Selfish Routing, NBA Style
I wasn’t able to get up to the Sloan Sports Analytics Conference this year (though I wanted to, particularly as there were guys from Chelsea and Manchester United there), but as Traffic had both the Braess Paradox and Tim Roughgarden’s book The Price of Anarchy as touchstones, I was intrigued by a presentation from Brian Skinner, a physics professor at the University of Minnesota, which draws some parallels between network (in)efficiencies in roads and the running of successful basketball plays. The video above gives a short description but there’s more on offer at the paper (behind a pay wall):
Optimizing the performance of a basketball offense may be viewed as a network problem, wherein each play represents a “pathway” through which the ball and players may move from origin (the in-bounds pass) to goal (the basket).

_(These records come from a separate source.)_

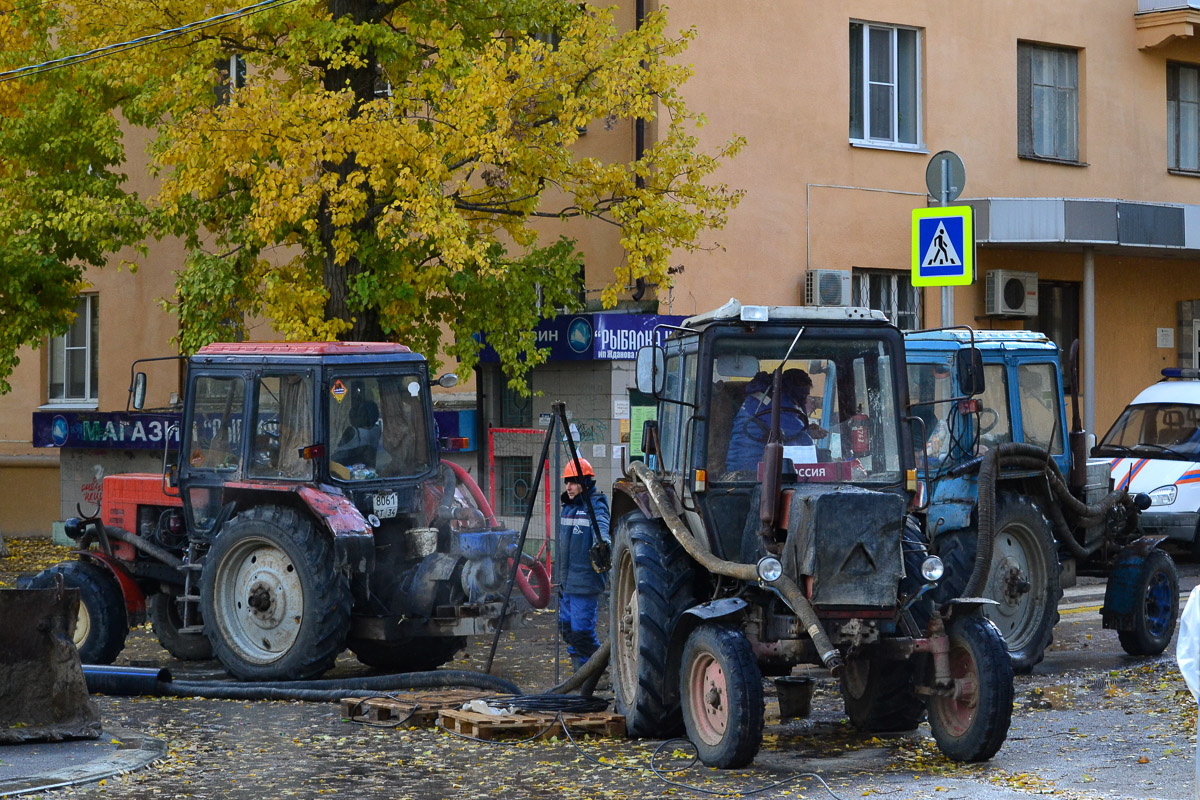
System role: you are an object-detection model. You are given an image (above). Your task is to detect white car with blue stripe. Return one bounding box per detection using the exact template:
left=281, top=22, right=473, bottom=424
left=1092, top=368, right=1200, bottom=557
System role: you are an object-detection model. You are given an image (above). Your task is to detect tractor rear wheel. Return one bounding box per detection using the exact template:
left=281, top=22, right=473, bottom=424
left=1117, top=551, right=1180, bottom=656
left=146, top=585, right=212, bottom=661
left=29, top=561, right=130, bottom=664
left=608, top=511, right=694, bottom=739
left=200, top=506, right=352, bottom=681
left=679, top=625, right=763, bottom=770
left=929, top=614, right=1013, bottom=762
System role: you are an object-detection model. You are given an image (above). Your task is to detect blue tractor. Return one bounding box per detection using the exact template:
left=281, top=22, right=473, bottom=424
left=905, top=329, right=1178, bottom=673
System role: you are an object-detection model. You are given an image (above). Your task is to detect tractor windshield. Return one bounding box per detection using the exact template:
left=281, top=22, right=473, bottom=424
left=708, top=331, right=901, bottom=483
left=328, top=373, right=432, bottom=481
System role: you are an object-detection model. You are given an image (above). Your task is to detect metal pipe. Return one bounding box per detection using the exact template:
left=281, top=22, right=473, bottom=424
left=1079, top=247, right=1096, bottom=433
left=629, top=462, right=841, bottom=675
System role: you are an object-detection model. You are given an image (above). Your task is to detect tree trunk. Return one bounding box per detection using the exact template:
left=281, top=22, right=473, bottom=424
left=319, top=0, right=386, bottom=342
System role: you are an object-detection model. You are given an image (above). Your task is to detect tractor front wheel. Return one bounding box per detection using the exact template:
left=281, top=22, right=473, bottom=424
left=200, top=506, right=352, bottom=681
left=679, top=625, right=763, bottom=769
left=1117, top=551, right=1180, bottom=656
left=929, top=614, right=1013, bottom=762
left=29, top=561, right=130, bottom=664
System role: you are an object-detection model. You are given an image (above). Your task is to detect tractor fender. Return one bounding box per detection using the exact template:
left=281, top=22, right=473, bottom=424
left=78, top=551, right=146, bottom=628
left=224, top=482, right=374, bottom=572
left=941, top=597, right=1000, bottom=622
left=1100, top=536, right=1162, bottom=631
left=666, top=597, right=750, bottom=675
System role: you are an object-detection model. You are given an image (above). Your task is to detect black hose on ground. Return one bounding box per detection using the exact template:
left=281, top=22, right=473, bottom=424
left=545, top=642, right=612, bottom=697
left=83, top=664, right=522, bottom=702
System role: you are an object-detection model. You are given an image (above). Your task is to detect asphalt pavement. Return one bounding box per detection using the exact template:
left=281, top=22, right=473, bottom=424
left=0, top=564, right=1200, bottom=800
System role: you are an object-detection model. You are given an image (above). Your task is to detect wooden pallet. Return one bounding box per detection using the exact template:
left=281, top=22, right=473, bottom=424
left=438, top=709, right=625, bottom=739
left=342, top=688, right=493, bottom=726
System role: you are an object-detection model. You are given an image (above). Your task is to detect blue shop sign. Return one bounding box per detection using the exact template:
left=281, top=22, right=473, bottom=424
left=34, top=411, right=180, bottom=450
left=479, top=313, right=685, bottom=363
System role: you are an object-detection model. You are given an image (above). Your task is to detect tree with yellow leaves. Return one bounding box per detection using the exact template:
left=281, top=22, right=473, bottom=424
left=0, top=0, right=742, bottom=388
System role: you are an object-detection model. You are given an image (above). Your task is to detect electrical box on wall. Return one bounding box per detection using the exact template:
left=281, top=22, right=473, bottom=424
left=804, top=270, right=851, bottom=306
left=984, top=270, right=1038, bottom=317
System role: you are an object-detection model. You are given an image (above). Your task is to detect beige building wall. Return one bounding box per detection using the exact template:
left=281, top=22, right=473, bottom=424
left=664, top=0, right=1200, bottom=433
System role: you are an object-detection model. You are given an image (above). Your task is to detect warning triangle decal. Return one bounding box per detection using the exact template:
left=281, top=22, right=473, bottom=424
left=920, top=222, right=962, bottom=269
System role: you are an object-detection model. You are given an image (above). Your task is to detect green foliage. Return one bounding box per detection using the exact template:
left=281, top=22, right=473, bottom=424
left=0, top=0, right=743, bottom=389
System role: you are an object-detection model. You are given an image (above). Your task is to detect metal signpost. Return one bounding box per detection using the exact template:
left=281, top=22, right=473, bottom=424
left=912, top=150, right=974, bottom=327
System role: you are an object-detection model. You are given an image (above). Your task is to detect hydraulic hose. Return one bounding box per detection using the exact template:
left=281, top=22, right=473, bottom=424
left=104, top=525, right=184, bottom=570
left=952, top=441, right=1135, bottom=597
left=629, top=462, right=841, bottom=675
left=83, top=664, right=522, bottom=702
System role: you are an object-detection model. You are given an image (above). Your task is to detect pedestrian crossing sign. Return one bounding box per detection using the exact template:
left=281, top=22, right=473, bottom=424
left=912, top=205, right=974, bottom=287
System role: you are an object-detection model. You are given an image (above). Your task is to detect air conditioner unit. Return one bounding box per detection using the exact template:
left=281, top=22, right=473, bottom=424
left=804, top=270, right=852, bottom=306
left=984, top=270, right=1038, bottom=317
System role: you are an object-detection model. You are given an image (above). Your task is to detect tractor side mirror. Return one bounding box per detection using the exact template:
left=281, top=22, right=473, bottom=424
left=954, top=348, right=984, bottom=397
left=130, top=372, right=146, bottom=411
left=637, top=344, right=666, bottom=398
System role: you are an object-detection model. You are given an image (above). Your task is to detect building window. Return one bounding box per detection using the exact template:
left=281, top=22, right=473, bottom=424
left=1016, top=42, right=1079, bottom=163
left=850, top=22, right=920, bottom=148
left=1034, top=281, right=1080, bottom=393
left=212, top=55, right=246, bottom=104
left=851, top=270, right=922, bottom=331
left=496, top=456, right=536, bottom=517
left=1166, top=64, right=1200, bottom=172
left=48, top=294, right=100, bottom=403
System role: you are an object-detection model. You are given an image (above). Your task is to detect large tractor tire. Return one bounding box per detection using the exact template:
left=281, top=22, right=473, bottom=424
left=28, top=561, right=130, bottom=664
left=608, top=511, right=695, bottom=739
left=1117, top=551, right=1180, bottom=656
left=200, top=506, right=352, bottom=681
left=349, top=636, right=467, bottom=672
left=146, top=585, right=212, bottom=661
left=841, top=655, right=925, bottom=733
left=935, top=492, right=1062, bottom=674
left=929, top=614, right=1013, bottom=762
left=679, top=625, right=763, bottom=770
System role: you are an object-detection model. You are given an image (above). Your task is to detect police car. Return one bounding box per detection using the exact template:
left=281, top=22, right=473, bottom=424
left=1092, top=368, right=1200, bottom=557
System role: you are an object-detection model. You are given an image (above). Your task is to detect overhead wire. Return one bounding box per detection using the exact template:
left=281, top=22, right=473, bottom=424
left=0, top=0, right=296, bottom=83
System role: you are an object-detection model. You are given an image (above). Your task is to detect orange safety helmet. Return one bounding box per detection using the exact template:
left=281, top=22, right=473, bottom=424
left=563, top=458, right=596, bottom=481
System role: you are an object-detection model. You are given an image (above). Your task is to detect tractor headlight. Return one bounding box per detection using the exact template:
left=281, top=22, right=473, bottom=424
left=920, top=555, right=946, bottom=583
left=1150, top=483, right=1180, bottom=506
left=758, top=555, right=784, bottom=583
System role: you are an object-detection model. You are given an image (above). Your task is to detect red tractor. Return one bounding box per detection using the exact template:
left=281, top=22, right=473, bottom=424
left=30, top=342, right=550, bottom=681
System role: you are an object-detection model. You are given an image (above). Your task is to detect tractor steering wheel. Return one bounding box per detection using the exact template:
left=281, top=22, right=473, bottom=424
left=979, top=408, right=1000, bottom=434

Effective field goal percentages from the resulting shot attempts can be used to characterize the efficiency of each pathway. Inspired by recent discussions of the “price of anarchy” in traffic networks, this paper makes a formal analogy between a basketball offense and a simplified traffic network. The analysis suggests that there may be a significant difference between taking the highest-percentage shot each time down the court and playing the most efficient possible game. There may also be an analogue of Braess’s Paradox in basketball, such that removing a key player from a team can result in the improvement of the team’s offensive efficiency.